Here are the seven lessons Martinovich thinks readers can take away from his story. He believes that any one of these lessons, had he acted other than he did, might have spared him from prison.
- Never settle. “If I had fought more in the regulatory environment, then the matter wouldn’t have ended up as a criminal matter,” Martinovich says. “Had I decided to fight FINRA harder, had I refused to settle and prevailed [in the administrative process], then I might have paid a fine, but FINRA would not have handed my file over to the Justice Department, where the fact that I settled was used as evidence against me.”
- Do not agree to any regulator’s informal requests to be part of experiments such as beta tests, early adoptions, surveys or anything that attracts attention. Firmly decline any informal overtures for interviews, data or documents. “It’s tempting to be helpful,” Martinovich notes. “Maybe you think it’ll earn you some points down the road. It won’t.”
- In a compliance exam, audit or investigation, assume that the overarching motive of the regulators is different from the stated reason.
- Understand that all the signoffs by the consultants, external auditors and valuation experts you pay won’t protect you. “The broker/dealer is ultimately responsible,” Martinovich says.

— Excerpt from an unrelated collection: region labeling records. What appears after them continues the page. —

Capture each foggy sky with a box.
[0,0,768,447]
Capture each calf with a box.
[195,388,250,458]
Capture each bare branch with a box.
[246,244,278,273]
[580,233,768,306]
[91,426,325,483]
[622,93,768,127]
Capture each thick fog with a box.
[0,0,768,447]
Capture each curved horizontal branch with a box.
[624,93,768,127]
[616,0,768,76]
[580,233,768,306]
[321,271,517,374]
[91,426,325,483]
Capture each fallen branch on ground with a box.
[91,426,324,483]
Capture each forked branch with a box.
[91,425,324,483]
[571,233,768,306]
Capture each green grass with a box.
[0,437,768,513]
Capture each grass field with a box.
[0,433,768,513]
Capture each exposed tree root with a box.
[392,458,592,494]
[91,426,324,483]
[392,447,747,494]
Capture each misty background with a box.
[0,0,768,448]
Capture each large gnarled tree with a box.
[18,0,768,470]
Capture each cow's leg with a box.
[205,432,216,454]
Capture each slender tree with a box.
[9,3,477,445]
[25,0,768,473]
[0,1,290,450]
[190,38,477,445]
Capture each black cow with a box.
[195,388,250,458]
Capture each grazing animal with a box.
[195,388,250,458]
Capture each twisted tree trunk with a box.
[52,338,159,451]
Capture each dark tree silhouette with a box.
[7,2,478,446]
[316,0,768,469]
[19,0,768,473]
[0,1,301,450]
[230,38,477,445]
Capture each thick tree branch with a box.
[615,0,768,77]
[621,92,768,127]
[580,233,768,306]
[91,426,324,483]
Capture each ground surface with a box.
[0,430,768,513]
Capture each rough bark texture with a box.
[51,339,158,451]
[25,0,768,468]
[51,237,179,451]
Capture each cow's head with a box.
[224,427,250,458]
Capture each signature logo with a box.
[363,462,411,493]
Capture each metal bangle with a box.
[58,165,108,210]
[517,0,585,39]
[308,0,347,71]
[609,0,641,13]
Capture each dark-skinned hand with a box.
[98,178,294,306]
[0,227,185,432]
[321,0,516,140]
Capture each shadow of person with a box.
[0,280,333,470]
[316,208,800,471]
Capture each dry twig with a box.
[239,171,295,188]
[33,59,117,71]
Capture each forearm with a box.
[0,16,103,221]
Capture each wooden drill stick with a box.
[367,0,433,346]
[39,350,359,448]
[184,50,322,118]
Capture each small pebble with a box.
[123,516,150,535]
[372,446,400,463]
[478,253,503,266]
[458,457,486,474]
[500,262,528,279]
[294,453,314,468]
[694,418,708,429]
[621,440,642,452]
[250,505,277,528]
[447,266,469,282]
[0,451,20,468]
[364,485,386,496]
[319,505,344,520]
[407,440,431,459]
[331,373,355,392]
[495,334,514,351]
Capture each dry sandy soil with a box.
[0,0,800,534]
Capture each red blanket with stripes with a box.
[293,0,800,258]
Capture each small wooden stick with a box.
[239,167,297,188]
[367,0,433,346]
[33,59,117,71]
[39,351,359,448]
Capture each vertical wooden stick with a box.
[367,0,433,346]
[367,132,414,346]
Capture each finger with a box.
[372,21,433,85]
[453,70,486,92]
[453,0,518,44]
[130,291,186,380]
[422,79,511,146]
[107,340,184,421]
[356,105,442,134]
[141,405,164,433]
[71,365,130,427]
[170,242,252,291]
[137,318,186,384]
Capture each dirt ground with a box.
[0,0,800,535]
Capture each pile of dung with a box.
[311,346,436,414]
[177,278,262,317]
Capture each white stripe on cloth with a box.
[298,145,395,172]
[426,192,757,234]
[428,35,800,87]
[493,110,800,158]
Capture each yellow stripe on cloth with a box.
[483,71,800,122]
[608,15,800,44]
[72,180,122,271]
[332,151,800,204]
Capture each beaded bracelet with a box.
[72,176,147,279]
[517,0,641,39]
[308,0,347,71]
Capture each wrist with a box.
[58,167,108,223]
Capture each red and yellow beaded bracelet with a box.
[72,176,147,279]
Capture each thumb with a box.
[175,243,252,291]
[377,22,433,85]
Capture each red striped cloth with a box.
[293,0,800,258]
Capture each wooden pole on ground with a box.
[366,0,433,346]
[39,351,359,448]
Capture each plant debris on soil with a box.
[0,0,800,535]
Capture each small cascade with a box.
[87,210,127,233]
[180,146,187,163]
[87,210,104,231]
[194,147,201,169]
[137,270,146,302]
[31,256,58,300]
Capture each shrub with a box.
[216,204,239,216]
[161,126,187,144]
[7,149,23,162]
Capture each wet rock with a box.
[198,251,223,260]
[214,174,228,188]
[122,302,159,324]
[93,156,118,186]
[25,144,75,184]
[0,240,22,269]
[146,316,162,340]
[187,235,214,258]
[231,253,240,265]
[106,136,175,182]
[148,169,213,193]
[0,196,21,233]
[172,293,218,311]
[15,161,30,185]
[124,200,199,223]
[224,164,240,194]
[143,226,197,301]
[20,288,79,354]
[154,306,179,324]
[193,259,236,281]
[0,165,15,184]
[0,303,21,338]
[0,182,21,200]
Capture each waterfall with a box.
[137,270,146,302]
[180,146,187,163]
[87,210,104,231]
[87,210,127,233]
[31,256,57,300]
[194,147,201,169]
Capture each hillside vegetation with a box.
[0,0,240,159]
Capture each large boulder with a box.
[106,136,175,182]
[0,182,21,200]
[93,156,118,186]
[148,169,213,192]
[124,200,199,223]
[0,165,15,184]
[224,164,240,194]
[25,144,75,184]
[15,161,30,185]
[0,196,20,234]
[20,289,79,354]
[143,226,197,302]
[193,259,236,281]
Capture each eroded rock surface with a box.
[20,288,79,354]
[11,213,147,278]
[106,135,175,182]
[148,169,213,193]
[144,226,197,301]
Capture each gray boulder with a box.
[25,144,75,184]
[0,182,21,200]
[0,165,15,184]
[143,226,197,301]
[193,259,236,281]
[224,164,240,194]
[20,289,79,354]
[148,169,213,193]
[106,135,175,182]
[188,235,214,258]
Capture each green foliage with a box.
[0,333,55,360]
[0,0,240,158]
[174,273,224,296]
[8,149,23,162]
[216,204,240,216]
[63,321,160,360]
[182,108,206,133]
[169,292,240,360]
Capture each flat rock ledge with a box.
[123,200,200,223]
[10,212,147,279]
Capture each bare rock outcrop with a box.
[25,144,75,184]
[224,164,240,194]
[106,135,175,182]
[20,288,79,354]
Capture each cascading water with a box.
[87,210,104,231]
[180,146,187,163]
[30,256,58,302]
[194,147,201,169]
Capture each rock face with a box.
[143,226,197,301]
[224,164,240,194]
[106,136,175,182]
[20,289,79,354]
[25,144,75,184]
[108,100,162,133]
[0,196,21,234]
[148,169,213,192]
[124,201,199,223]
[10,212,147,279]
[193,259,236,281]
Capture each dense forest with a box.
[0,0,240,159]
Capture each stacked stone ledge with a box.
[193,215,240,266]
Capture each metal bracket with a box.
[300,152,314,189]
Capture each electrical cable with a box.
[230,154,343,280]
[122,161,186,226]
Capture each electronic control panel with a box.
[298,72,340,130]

- Don’t believe assurances that civil matters will not be referred to criminal authorities. “Such referrals happen all the time,” Martinovich says. “The fact of the settlement will become a key piece of evidence against you, despite the fact that court rules are supposed to prohibit this.”
- Manage your business as if every single text and email will eventually be inspected by regulators or a jury and will be presented in the worst possible light.
- Keep as much capital in reserve as possible against black swan events. “If regulators see that a target brokerage has a large war chest and is willing to use it, they will often back off,” he says.